The absence of generic threats makes mAb drugs more attractive to biotechnology companies than small molecule drugs, which face aggressive generic competition upon the expiration of patents (“patent cliff”). Although mAbs are vulnerable to competition from new generations of engineered mAbs, this process is not as abrupt as the “patent cliff.” However, this same property of mAbs is of great concern to health care payers, who currently face open-ended high costs.

Reimbursement

The level of sales achieved by First Tier mAbs indicates the willingness of healthcare payers to reimburse for the cost of the drugs. Although mAb drugs have always been costly, when there were only a few on the market the impact on overall health care expenses was limited. However, by the end of 2008 specialty pharmaceuticals, a category that includes mAbs, will account for 26% of all US drug costs.9 In the particular case of mAbs, the large number of new drugs under development, the sales growth of the First Tier products, and the absence of generic competition introduces dynamic tension within the global health care systems. The most pronounced effects are occurring in the US where both public and private payers are responding to the skyrocketing costs of specialty pharmaceuticals by adopting short-term, or stopgap, steps and by supporting long-term measures that would profoundly transform the way mAbs are developed and commercialized. One of the stopgap tools used to control costs is co-insurance or Tier 4 payments, which require patients to share a percentage of drug costs rather than paying fixed co-pays.10 With some health plans requiring more than 30% cost sharing and some mAb therapies costing upwards of $100,000, the financial burden on patients can be significant.
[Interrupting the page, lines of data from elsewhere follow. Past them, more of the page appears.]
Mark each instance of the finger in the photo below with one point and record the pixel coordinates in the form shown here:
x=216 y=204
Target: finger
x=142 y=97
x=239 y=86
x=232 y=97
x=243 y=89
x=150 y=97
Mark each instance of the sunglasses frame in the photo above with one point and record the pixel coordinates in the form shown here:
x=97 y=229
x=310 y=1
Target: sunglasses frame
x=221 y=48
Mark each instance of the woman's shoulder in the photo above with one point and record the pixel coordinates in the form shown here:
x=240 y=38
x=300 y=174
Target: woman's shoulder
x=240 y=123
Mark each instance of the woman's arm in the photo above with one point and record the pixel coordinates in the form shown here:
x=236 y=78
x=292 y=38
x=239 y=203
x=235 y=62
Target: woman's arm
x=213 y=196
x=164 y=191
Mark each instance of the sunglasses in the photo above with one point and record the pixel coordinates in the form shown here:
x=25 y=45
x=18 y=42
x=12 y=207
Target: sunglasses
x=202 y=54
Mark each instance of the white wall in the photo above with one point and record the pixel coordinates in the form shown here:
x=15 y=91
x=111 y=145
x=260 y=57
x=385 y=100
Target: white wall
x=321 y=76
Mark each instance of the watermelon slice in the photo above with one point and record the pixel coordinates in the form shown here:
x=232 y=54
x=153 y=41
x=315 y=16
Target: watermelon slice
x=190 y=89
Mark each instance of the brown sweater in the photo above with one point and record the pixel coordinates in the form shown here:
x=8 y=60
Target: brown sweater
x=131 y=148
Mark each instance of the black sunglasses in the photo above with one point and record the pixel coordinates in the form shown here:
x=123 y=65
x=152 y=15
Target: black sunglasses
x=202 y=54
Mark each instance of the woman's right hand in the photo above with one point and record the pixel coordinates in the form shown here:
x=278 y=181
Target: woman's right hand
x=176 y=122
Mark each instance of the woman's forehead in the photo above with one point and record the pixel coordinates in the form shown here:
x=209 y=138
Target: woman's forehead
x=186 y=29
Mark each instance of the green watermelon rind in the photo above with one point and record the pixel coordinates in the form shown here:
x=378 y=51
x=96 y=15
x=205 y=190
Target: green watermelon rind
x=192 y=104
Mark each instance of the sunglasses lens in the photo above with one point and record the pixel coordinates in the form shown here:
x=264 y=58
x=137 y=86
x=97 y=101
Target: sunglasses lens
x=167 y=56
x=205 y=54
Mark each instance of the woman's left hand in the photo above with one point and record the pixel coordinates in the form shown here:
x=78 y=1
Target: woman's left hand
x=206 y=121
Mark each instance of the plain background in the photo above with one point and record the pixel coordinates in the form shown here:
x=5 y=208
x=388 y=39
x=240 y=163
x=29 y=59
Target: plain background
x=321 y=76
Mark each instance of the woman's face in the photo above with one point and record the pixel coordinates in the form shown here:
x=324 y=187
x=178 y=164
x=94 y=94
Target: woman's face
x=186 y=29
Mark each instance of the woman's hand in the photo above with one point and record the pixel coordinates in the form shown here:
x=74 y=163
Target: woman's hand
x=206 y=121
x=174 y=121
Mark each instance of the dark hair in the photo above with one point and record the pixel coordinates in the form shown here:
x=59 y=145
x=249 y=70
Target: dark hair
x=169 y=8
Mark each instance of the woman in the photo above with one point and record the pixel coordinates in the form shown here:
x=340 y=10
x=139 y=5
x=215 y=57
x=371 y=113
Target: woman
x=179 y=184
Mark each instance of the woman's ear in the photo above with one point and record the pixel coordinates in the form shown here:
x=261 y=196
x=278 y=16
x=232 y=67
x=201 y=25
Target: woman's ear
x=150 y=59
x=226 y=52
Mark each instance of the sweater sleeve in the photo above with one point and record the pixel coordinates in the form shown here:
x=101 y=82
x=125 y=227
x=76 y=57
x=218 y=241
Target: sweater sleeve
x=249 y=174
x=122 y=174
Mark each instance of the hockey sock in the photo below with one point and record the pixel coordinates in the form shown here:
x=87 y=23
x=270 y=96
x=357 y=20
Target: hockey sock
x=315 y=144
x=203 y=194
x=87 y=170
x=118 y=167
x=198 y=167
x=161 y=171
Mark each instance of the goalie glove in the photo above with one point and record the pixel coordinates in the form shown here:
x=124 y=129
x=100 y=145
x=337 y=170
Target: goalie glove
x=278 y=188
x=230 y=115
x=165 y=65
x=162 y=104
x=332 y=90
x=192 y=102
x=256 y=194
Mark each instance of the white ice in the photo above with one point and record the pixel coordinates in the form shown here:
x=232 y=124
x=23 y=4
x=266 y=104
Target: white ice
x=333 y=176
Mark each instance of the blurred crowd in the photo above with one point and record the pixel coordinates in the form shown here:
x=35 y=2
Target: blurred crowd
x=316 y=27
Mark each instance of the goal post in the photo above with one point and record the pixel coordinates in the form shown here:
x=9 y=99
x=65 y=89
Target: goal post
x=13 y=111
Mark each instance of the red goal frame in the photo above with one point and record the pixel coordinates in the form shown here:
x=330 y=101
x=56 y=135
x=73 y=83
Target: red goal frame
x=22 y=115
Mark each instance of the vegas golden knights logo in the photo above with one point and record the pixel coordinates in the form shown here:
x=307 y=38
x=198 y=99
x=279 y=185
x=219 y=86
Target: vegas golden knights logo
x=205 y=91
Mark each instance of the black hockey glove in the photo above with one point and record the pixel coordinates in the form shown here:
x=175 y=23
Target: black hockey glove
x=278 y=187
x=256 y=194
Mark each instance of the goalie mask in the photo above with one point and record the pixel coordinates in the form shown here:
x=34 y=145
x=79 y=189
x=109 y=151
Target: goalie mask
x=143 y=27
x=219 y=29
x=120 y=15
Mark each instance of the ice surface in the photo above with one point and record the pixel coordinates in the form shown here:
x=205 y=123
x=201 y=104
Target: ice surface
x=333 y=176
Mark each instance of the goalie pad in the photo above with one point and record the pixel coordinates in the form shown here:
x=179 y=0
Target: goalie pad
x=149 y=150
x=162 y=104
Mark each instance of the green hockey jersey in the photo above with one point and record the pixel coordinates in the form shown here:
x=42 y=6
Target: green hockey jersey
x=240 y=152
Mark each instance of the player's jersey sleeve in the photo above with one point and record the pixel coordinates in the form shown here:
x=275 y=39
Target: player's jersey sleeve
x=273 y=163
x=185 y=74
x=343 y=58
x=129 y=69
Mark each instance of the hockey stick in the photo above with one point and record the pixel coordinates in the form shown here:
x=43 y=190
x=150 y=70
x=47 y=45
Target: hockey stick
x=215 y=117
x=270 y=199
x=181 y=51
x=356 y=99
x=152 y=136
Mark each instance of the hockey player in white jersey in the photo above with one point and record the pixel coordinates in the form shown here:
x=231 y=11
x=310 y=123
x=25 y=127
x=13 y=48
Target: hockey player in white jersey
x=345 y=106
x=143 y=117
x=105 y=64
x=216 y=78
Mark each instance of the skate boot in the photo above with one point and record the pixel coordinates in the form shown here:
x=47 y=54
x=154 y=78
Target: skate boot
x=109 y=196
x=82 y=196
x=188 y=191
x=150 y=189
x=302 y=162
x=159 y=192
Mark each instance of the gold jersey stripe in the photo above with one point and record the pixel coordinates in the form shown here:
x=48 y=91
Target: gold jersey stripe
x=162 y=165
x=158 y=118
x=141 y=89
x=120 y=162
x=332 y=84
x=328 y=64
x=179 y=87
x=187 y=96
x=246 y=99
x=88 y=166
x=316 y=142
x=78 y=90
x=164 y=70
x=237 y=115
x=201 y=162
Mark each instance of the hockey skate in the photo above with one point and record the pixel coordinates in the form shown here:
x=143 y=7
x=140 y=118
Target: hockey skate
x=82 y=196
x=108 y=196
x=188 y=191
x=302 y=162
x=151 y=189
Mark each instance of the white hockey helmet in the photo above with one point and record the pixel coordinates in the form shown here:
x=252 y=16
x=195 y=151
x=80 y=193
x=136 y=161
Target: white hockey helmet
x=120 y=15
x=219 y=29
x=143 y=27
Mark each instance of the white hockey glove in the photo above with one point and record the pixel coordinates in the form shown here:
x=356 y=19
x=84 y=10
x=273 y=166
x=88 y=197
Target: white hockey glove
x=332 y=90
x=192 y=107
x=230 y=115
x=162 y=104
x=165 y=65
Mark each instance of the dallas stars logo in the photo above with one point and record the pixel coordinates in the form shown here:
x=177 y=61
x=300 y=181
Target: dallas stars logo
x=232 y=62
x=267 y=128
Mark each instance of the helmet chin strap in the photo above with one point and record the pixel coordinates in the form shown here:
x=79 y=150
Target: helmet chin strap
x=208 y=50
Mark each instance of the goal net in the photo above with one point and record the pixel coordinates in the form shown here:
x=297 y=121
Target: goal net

Other tools employed by payers are prior authorizations, formulary management and step therapies.9

Although the more restrictive reimbursement practices are not yet reflected in the sales listed in Table 1, some situations with approved mAbs are a harbinger of the environment new products will encounter. First, in those cases where a new product is an improved version of an existing mAb, or it competes against an established therapy, payers expect comparative clinical data from sponsors. For example, soon after approval of ranibizumab, ophthalmologists discovered that the parent drug bevacizumab, which is cheaper and more widely available, appears to offer similar efficacy.11 For a 20% co-pay in an insurance plan, ranibizumab would cost $400 versus $150 for bevacizumab. A cost-effectiveness model concluded that, to justify the higher cost of ranibizumab, bevacizumab would have to be only 40% as effective as the improved version.11 Sponsor Genentech did not conduct head-to-head trials with the two drugs, and then took some controversial measures to restrict the off-label use of bevacizumab for AMD, such as restricting sales to compounding pharmacies, which provide aseptic re-packaging into the smaller doses required for ophthalmology use.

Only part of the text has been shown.